Biden hosts leaders from Southeast Asia as he seeks to shift focus back to China

Biden hosts leaders from Southeast Asia as he seeks to shift focus back to China

WASHINGTON — President Biden on Thursday began hosting leaders of Southeast Asian nations for a two-day visit to the White House, delivering a message of solidarity — and aiming to offer a bulwark against Chinese influence in the region — even so much like his government remains focused on Russia’s invasion of Ukraine.

The summit, which ends on Friday, is set to cover a range of issues including trade, human rights and climate change. But it’s also part of an effort by Mr. Biden’s foreign policy team to highlight one of the president’s key goals: forming a united front against China as it increasingly demonstrates its economic and military might around the world.

As a candidate, Mr. Biden pledged to make China a key focus of his foreign policy. Instead, a senior government official conceded to reporters this week that the war in Europe has created daily demands that have sapped the time and energy of the president and his team.

But the official, who asked for anonymity to discuss preparations for the summit, said Mr Biden remained concerned and focused on the need to prevent China from dominating the Indo-Pacific. The meeting of Mr. Biden and 10 other world leaders in Washington is an opportunity to demonstrate that commitment, the official said.

On Thursday evening, the White House announced about $150 million in new investments in the region as part of a series of deals between the United States and the Association of Southeast Asian Nations (ASEAN).

United States investment includes $40 million in clean energy projects in Southeast Asia. A senior White House official said the administration estimated the money would be used to raise or fund up to $2 billion to build the projects.

The United States also pledged to invest $60 million to deploy additional maritime resources — led by the Coast Guard — to the region and conduct training and other maritime law enforcement activities in coordination with other countries.

And the government said it will spend $15 million to expand health surveillance programs in Southeast Asia to better detect Covid-19 and other airborne diseases in the region.
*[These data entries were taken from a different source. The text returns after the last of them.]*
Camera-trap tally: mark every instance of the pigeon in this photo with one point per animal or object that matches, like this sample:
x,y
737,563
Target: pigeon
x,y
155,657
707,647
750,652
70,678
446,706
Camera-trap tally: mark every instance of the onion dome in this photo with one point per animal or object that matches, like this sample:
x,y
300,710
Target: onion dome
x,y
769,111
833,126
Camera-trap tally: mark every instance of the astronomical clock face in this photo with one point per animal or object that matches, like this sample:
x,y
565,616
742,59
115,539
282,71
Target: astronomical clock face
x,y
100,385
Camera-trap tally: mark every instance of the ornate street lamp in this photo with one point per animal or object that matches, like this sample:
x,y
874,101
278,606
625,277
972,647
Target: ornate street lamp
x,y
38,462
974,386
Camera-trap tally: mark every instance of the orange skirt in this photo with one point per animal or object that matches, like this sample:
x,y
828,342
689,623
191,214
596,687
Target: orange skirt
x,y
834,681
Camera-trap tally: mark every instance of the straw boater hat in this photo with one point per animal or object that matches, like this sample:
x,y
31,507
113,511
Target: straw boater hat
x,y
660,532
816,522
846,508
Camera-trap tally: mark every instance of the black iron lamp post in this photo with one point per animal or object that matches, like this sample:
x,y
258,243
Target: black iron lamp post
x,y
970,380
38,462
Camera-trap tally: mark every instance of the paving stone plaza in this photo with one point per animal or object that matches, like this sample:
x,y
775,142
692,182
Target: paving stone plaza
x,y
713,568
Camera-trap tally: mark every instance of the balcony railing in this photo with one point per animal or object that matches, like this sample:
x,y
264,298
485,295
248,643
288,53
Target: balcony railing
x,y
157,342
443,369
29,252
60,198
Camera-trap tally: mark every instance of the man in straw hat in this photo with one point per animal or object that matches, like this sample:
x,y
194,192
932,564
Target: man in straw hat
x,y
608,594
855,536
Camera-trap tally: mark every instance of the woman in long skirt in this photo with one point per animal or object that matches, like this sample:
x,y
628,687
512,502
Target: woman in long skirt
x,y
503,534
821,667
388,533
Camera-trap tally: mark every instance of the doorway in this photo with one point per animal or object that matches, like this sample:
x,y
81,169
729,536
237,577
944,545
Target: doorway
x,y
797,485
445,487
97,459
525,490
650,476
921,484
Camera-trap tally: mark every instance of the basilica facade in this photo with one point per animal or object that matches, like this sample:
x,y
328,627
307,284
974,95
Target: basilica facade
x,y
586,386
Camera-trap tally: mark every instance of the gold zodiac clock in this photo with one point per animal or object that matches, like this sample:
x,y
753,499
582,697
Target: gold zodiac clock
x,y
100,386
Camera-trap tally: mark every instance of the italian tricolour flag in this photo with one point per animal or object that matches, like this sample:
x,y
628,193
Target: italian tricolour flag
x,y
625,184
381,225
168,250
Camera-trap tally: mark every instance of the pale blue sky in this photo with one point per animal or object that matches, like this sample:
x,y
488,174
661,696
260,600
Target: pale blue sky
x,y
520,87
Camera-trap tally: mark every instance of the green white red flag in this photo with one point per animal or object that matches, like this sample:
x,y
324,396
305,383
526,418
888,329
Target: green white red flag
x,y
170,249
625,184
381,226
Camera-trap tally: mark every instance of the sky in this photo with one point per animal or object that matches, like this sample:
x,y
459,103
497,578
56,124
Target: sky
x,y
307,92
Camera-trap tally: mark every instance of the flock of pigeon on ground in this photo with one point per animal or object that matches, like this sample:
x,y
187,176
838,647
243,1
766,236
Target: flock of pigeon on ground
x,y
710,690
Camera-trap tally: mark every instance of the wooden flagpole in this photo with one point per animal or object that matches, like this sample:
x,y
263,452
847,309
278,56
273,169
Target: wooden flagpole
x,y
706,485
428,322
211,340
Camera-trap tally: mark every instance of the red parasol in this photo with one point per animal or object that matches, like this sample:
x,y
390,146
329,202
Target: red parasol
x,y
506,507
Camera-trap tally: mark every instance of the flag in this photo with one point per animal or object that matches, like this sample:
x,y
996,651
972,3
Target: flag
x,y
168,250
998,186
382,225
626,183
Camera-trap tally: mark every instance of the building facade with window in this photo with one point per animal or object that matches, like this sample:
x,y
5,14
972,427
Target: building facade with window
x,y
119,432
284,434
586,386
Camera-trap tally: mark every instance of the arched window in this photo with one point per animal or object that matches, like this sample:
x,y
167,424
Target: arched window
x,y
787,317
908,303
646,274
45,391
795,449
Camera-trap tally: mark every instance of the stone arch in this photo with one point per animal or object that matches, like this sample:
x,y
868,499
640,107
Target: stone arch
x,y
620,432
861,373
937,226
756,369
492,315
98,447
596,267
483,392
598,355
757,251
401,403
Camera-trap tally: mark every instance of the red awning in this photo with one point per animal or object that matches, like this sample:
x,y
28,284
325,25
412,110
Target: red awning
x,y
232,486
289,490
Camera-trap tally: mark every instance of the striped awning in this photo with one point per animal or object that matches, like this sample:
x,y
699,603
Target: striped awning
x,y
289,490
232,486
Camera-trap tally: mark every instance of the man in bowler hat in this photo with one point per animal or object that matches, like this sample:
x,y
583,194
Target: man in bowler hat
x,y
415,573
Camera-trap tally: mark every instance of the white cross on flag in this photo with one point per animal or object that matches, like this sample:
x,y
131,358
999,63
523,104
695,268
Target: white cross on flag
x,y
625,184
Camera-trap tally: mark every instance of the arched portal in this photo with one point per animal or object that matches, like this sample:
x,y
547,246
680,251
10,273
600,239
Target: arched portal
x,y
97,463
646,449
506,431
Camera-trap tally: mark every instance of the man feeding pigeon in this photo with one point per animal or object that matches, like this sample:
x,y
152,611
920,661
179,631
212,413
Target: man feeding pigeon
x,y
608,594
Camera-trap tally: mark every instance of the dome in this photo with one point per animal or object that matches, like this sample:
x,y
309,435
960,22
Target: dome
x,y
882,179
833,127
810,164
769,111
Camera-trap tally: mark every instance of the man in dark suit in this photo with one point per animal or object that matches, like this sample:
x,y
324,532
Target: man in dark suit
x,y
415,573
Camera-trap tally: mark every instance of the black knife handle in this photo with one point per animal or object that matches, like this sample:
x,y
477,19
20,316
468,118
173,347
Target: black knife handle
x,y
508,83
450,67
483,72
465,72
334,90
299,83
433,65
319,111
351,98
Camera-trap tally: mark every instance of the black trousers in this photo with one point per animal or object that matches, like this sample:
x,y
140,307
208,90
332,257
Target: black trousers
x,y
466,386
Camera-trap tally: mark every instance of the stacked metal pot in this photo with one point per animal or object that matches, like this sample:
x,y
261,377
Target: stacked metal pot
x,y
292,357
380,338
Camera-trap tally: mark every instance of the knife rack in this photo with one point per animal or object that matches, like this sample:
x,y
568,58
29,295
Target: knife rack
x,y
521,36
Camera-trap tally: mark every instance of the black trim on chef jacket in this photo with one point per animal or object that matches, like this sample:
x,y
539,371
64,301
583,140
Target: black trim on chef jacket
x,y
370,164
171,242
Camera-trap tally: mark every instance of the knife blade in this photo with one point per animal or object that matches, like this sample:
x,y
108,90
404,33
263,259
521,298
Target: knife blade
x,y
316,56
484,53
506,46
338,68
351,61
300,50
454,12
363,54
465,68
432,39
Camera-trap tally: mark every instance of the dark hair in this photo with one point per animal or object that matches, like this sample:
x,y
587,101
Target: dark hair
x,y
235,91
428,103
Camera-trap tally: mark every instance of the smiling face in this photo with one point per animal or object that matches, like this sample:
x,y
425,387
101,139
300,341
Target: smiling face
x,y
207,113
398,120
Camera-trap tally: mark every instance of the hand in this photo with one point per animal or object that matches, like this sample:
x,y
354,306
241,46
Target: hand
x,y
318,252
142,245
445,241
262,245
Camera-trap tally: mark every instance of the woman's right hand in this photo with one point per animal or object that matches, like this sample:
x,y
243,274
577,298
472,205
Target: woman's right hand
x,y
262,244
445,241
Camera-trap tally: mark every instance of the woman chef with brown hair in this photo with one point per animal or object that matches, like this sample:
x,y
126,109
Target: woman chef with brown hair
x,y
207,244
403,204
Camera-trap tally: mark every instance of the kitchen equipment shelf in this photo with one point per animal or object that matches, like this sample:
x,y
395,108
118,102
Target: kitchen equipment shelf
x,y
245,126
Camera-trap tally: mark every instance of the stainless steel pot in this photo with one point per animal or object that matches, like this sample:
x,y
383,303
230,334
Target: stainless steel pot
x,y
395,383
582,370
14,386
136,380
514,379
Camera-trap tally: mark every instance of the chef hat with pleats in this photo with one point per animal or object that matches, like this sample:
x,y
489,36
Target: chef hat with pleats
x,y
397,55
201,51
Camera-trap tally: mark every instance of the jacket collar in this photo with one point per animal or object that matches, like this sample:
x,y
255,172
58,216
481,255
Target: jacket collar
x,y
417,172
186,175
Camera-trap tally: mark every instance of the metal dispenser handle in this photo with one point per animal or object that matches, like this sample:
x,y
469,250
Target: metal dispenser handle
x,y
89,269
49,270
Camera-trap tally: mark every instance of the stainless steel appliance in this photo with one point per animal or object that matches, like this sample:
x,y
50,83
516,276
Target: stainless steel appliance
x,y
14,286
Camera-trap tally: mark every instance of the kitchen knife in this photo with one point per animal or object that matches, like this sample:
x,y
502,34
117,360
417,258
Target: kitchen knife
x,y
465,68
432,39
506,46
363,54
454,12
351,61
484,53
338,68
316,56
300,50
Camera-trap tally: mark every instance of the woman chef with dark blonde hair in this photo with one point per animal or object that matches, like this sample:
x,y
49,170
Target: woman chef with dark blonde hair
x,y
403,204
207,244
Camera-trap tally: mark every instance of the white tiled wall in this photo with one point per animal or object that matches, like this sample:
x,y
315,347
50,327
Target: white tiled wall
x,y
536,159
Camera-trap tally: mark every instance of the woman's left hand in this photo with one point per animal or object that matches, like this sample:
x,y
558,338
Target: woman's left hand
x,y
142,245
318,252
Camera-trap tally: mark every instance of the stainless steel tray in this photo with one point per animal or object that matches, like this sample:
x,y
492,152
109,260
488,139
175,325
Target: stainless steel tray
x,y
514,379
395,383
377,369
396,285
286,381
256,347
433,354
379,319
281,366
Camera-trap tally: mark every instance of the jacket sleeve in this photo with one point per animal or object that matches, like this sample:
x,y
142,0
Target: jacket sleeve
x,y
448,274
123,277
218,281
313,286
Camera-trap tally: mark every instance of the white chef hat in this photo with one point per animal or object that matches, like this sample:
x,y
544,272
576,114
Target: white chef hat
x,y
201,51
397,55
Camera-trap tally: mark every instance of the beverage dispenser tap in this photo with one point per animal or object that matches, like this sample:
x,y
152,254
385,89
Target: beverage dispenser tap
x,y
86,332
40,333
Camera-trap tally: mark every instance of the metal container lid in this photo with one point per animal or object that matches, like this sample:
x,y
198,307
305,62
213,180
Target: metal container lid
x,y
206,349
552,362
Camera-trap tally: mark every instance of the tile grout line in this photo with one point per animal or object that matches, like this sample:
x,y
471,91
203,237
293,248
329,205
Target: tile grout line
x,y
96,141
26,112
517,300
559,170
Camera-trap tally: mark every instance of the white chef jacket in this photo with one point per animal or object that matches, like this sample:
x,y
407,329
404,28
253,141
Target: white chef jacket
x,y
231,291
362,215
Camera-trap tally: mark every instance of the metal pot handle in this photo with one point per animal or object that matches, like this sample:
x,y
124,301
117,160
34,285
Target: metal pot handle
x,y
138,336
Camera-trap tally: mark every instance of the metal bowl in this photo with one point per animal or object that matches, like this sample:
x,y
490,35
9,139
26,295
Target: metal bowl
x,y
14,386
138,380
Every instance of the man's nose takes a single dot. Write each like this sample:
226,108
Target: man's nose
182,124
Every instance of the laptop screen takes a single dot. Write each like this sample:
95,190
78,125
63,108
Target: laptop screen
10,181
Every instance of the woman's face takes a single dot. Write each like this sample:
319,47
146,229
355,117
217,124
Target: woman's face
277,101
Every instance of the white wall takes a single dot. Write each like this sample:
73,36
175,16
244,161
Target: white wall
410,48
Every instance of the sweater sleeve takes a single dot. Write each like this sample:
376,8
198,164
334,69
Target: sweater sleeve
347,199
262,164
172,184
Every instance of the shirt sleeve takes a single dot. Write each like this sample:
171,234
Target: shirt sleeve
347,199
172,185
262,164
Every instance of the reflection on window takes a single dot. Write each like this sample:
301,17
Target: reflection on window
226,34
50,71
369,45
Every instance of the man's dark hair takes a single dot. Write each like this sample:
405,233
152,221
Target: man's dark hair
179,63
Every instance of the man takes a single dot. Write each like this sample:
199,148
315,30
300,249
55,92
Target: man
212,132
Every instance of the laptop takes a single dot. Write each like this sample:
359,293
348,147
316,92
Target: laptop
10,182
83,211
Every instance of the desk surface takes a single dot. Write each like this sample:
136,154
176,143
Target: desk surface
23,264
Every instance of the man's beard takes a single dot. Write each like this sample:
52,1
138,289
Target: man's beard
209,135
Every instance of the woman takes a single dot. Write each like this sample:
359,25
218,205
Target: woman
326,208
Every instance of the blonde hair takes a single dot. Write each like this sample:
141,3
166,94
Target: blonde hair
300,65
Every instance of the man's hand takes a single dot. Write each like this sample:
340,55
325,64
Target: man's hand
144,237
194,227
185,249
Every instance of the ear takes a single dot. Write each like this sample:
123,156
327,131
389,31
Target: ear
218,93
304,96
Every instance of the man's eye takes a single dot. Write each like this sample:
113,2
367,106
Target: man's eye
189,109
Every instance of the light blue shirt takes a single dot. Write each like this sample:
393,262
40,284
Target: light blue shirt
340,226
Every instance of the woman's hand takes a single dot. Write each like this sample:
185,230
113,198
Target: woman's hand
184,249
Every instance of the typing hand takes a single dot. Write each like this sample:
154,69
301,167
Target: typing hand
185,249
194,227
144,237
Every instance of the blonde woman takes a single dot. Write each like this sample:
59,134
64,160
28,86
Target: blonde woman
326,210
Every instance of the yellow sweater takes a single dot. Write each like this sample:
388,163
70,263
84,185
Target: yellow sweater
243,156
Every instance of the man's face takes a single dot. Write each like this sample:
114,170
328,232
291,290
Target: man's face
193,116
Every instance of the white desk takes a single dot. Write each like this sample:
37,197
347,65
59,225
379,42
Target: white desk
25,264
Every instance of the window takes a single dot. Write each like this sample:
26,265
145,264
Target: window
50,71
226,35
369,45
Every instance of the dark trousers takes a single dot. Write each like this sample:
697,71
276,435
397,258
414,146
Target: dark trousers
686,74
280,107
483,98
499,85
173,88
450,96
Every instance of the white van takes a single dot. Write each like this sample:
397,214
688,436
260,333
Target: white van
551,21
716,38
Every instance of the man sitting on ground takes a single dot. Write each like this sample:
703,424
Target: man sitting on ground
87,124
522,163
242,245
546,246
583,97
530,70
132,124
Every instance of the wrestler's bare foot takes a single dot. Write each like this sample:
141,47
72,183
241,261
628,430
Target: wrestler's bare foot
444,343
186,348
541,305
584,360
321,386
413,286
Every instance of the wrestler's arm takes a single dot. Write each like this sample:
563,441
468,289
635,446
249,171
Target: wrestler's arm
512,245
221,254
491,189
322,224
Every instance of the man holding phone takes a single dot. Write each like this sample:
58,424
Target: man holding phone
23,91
The President also travels to Japan and South Korea May 20-24, a trip much of which will focus on China. White House officials have not released details about the trip, but the president is expected to meet with other leaders from the other so-called quad countries: Australia, India and Japan.

On Thursday, ASEAN leaders met with Speaker Nancy Pelosi and other lawmakers before gathering at a Washington hotel to discuss business opportunities with Gina Raimondo, Secretary of Commerce, and American industry leaders.

Mr. Biden welcomed leaders in a brief ceremony on the South Lawn at the White House on Thursday night. The group posed for a photo before heading to the White House for dinner.

On Friday, Asian leaders will meet with Vice President Kamala Harris and Secretary of State Antony J. Blinken in the morning and with Mr. Biden later in the day at the White House. According to the administrator, the group will discuss trade opportunities; Transit through disputed waterways, including the South China Sea; and other subjects.

One such issue may be Myanmar, one of the members of the group where Daw Aung San Suu Kyi was ousted as the country’s civilian leader in a military coup last year. The government official said the United States and countries in the region are focused on and frustrated by the situation.

A US national security official said the United States and other nations had agreed to reserve a chair during the summit for Myanmar to express their disapproval of its military’s actions. The official also said the United States supports ASEAN’s decision to block a military official from Myanmar from attending the summit.

The meeting is also intended to be an opportunity for Ms. Harris to demonstrate her focus on the region. She led an American delegation to Asia last summer, and in a speech in Singapore condemned China’s “unlawful claims” to the South China Sea, which she said “undermine the rules-based order and threaten the sovereignty of nations.”

The government official said Ms Harris plans to use Friday’s meeting with Asian leaders to focus on climate action, clean energy and sustainable infrastructure.